The Missing Photograph

Looks for sustained intellectual curiosity, concrete evidence of engagement, realistic next questions, and an understanding of the field deeper than a job title.

Prompt

What draws you to historical study?

What the evaluator is looking for

Looks for sustained intellectual curiosity, concrete evidence of engagement, realistic next questions, and an understanding of the field deeper than a job title.

Planning approach

Let concrete detail carry the specific question in “The Missing Photograph.” Select two revealing details, explain the narrator's choice, and reserve the final turn for what remains to be learned.

Model response

The first photograph in the community archive showed a neat row of police officers standing in front of a shuttered factory. The protest itself, however, existed only as typed meeting minutes and a few handwritten notes on the back of an envelope. There was no image of the organizers, no visual record of the people who had decided to stand together. That absence became my entry point into historical study.

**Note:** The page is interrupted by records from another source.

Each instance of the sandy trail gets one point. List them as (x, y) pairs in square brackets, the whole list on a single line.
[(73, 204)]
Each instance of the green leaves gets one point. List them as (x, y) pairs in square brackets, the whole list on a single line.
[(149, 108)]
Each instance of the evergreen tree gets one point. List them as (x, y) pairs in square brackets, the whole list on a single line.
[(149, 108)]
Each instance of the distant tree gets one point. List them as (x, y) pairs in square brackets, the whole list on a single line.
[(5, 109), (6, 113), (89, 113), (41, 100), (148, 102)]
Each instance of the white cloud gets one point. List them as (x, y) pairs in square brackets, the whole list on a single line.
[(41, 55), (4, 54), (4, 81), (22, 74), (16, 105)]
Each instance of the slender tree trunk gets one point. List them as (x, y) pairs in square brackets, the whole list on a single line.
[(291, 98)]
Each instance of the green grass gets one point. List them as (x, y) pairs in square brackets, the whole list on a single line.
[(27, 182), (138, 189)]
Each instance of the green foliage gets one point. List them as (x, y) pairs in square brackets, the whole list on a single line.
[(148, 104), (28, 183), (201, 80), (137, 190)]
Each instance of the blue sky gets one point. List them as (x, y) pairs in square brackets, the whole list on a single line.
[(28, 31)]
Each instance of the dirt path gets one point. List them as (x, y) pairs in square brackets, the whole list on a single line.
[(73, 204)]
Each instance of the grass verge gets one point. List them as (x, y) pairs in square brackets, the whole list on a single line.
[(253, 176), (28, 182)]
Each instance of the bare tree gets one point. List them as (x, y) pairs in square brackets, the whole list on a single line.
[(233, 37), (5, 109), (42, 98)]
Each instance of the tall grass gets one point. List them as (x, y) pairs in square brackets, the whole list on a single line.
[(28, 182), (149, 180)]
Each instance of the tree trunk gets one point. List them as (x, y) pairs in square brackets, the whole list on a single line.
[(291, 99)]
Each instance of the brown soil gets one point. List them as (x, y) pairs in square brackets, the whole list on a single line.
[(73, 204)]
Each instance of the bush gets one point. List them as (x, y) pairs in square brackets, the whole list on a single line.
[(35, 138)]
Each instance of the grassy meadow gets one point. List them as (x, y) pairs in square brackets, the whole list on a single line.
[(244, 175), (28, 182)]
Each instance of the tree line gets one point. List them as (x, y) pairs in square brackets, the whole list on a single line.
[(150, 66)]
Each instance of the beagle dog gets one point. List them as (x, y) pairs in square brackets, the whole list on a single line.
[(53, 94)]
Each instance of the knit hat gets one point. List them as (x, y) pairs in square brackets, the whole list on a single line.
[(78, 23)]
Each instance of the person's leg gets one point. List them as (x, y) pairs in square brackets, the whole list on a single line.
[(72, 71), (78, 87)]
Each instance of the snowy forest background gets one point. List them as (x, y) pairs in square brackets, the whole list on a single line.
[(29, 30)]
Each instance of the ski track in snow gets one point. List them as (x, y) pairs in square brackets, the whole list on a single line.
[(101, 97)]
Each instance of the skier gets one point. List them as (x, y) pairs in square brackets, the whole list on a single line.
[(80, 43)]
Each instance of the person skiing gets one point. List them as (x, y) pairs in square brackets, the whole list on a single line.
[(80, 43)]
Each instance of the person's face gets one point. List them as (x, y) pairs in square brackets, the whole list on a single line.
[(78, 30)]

It forced me to ask not just what happened, but whose presence we consider worth documenting in the first place.

At first, I treated the missing photograph as a simple research gap. I could fill it by reconstructing the event from other sources. But every source I found—city council transcripts, an oral history from a retired union steward, a newspaper editorial dismissing the protest as a nuisance—pointed back to the same problem. Each record had been created by someone who decided what to include and what to leave out. The archive was not a neutral container. It was a system with its own logic, designed to capture certain kinds of evidence while rendering others invisible.

That realization pushed me beyond filling gaps and toward understanding how gaps are made. I began searching oral histories from the neighborhood, asking elderly residents what they remembered about that day. Their answers were vivid but contradictory. One woman recalled the scent of wet concrete and crushed cigarettes; a man remembered only the silence after the last speech. Neither mentioned a photographer. The more I listened, the more I understood that historical knowledge requires disciplined evidence paired with curiosity. I had to weigh each account against other evidence, but I also had to imagine what the archive might have looked like if it had been built by different hands.

What draws me to historical study is this negotiation between evidence and lived experience. The most useful questions begin as strange connections: why do we trust a police report more than a memory, and what would change if we didn't? At college, I want to test those connections against primary sources and classmates who bring their own missing photographs. I will seek archivists who teach us to question finding aids and seminars that force explanations to survive contradictory data. The strongest history, I have learned, is the one that acknowledges what it cannot see.

Structural breakdown

The structure contrasts an early assumption with what experience complicated. The last paragraph carries that insight forward in restrained, specific terms. The response stays accountable to this article's prompt rather than borrowing another supplement's purpose.

Revision checklist

  • Cut any claim the scene itself cannot support.
  • Read the response aloud and restore language the student would naturally use.
  • Confirm the ending answers the prompt without summarizing every paragraph.
  • Check the current application instructions and word limit before submission.
  • Verify that every detail advances “The Missing Photograph” rather than decorating it.

Format reference: Common App: First-year application guide. This model is original and is not an official or accepted submission.